At Skroutz, debugging issues in production as soon as possible is crucial to minimizing downtime and ensuring a smooth experience for our users.
Traditionally, investigating incidents or bugs in HTTP requests involved reproducing the issue in the development environment by adding breakpoints (e.g binding.pry
).
However, this method can be time-consuming and challenging, especially when dealing with:
- Sub-sampled or Anonymized Data – Our development database snapshot contains sub-sampled & anonymized data.
- Time-sensitive Bugs – Today’s data doesn’t exist in our development snapshot.
- Missing Datastores – Our development snapshot lacks certain datastores (like some huge ones for logs of user actions).
- Service Accessibility – Various internal/external services are often inaccessible from development by default and settings/code need to be modified to access them.
- Environment Slowness – Slow
bundle install
, long rails server boot times, asset compilation, and rails server reload delays can slow the process in the development environment.
To make debugging faster, especially for incidents where downtime or broken site functionality is critical, we now have the capability to set breakpoints directly in production HTTP requests.
Setting Breakpoints in Production
With this new approach, we can place breakpoints at any filepath:lineno
within the production environment – no need to reproduce bugs locally.
At first, we set breakpoints in a production Rails console:
bp 'app/controllers/skus_controller.rb:210'
bp 'app/controllers/skus_controller.rb:313'
Replaying Production HTTP Requests
Then we append the new developer-only ?replay=true
request parameter to the problematic URL in our web browser:
skroutz.gr/s/25272119/Apple-iPhone-12-5G-4GB-128GB-Prasino.html?replay=true
Instead of receiving the usual HTML response, we get a unique identifier for the request:
37268f1231947a3b8d4c57bdb264c3a007c2bb26abf2c47b0a0f35427dea4078
Finally, we replay the request in the production rails console:
app.replay('37268f1231947a3b8d4c57bdb264c3a007c2bb26abf2c47b0a0f35427dea4078')
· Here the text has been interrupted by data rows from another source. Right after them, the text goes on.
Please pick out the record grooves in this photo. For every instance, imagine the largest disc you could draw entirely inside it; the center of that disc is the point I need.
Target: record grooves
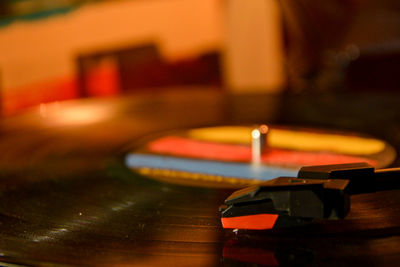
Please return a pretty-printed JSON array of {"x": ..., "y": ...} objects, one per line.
[{"x": 67, "y": 197}]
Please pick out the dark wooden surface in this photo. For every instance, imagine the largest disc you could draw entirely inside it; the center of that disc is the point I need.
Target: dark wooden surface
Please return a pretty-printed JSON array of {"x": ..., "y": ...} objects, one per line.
[{"x": 66, "y": 197}]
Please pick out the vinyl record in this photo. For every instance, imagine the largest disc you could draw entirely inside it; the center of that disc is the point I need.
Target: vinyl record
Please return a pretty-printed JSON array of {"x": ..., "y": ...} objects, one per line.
[{"x": 68, "y": 198}]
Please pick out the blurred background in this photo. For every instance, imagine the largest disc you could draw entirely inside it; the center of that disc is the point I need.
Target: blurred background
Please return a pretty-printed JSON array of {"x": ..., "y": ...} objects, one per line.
[{"x": 53, "y": 50}]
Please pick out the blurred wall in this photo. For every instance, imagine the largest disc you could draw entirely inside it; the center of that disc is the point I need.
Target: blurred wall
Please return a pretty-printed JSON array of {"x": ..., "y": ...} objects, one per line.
[{"x": 43, "y": 51}]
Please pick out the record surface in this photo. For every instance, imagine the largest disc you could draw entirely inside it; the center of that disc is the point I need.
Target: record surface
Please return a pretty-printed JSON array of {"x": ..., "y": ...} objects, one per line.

The execution halts at the previously-specified breakpoints, from there on we can step through code with the usual debugger commands (step, next, continue etc) allowing state inspection within the production path.
Managing Breakpoints
We list existing breakpoints:
bp
We remove a specific breakpoint (by index):
rm_bp 0
We remove all breakpoints:
rm_bp
Breakpoints in Production Rails Console Explained
This functionality leverages the ruby/debug gem, previously only accessible from debugger mode (via binding.break
). We created a custom interface that calls ruby/debug
internal methods, enabling breakpoint management from the main level of the Rails console.
HTTP Request Replay Explained
By default, the Rails console provides app.get() and app.post() for running HTTP requests inline. However, these methods are not convenient enough for running requests for personalized pages that require developer’s HTTP headers & cookies.
Previously, passing the headers & cookies manually as arguments to these methods was required but obviously that is too slow & discouraging.
Now, with a custom Rack middleware that is activated when ?replay=true
is present:
- HTTP Headers & Cookies are automatically persisted encrypted in our Redis for a short period of time.
- HTTP Requests are quickly replayed as they happened in the browser using the persisted headers & cookies by running
app.replay(<request_id>)
from a Rails console.
Key Benefits
-
Lightning-fast debugging sessions: No need to spend a lot of time & mental capacity to reproduce a bug in the development environment.
-
Real production state: Inspecting exactly what caused the bug in the live environment.
-
Improved efficiency: Debugging complex issues that depend on external services or real-time data is now easier & faster than ever.
Many thanks to @bill-kolokithas & @iridakos for contributing!